Barry Stewart

Personal information
- Full name: Barry Stewart
- Born: 3 December 1980 (age 45) North Shields, Northumberland, England
- Batting: Right-handed
- Bowling: Right-arm medium pace

Domestic team information
- 1999–2003: Northumberland

Career statistics
| Competition | List A |
| Matches | 1 |
| Runs scored | 2 |
| Batting average | 2.00 |
| 100s/50s | –/– |
| Top score | 2 |
| Balls bowled | 60 |
| Wickets | 1 |
| Bowling average | 58.00 |
| 5 wickets in innings | – |
| 10 wickets in match | – |
| Best bowling | 1/58 |
| Catches/stumpings | –/– |
- Source: Cricinfo, 30 June 2011

= Barry Stewart (English cricketer) =

English cricketer (born 1980)

Barry Stewart (born 3 December 1980) is an English cricketer. Stewart is a right-handed batsman who bowls right-arm medium pace. He was born in North Shields, Northumberland.
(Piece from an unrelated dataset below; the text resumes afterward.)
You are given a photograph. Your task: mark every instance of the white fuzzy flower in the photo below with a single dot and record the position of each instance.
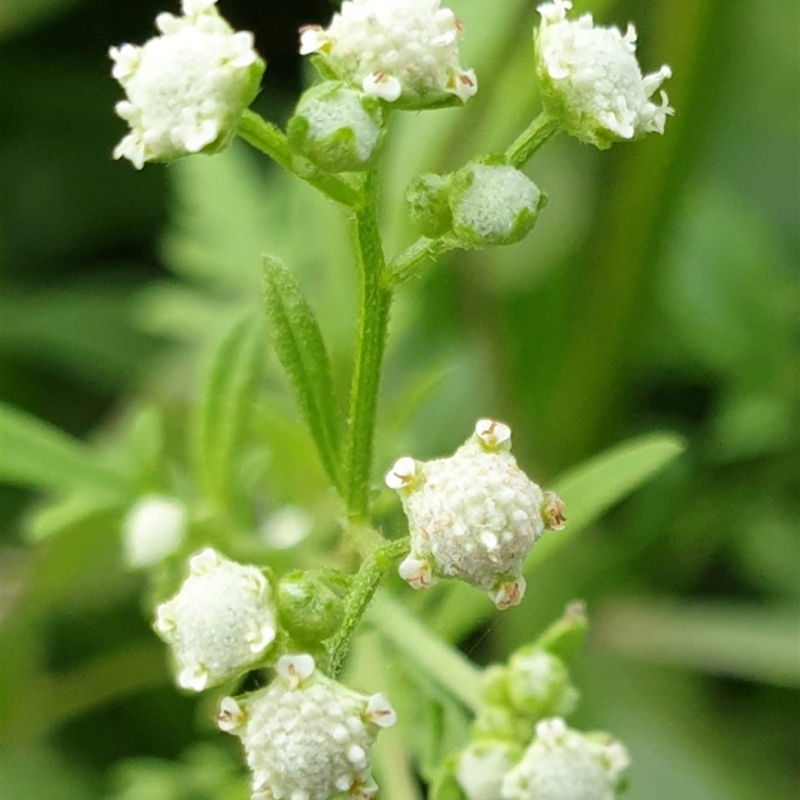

Stewart made his debut for Northumberland in the 1999 MCCA Knockout Trophy against the Durham Cricket Board. Stewart played Minor counties cricket for Northumberland from 1999 to 2003, which included 9 Minor Counties Championship matches and 6 MCCA Knockout Trophy matches. He made his only List A appearance against Leicestershire in the 2000 NatWest Trophy. In this match, he took the wicket of Chris Lewis for the cost of 58 runs from 10 overs. With the bat, he scored 2 runs before being dismissed by Anil Kumble.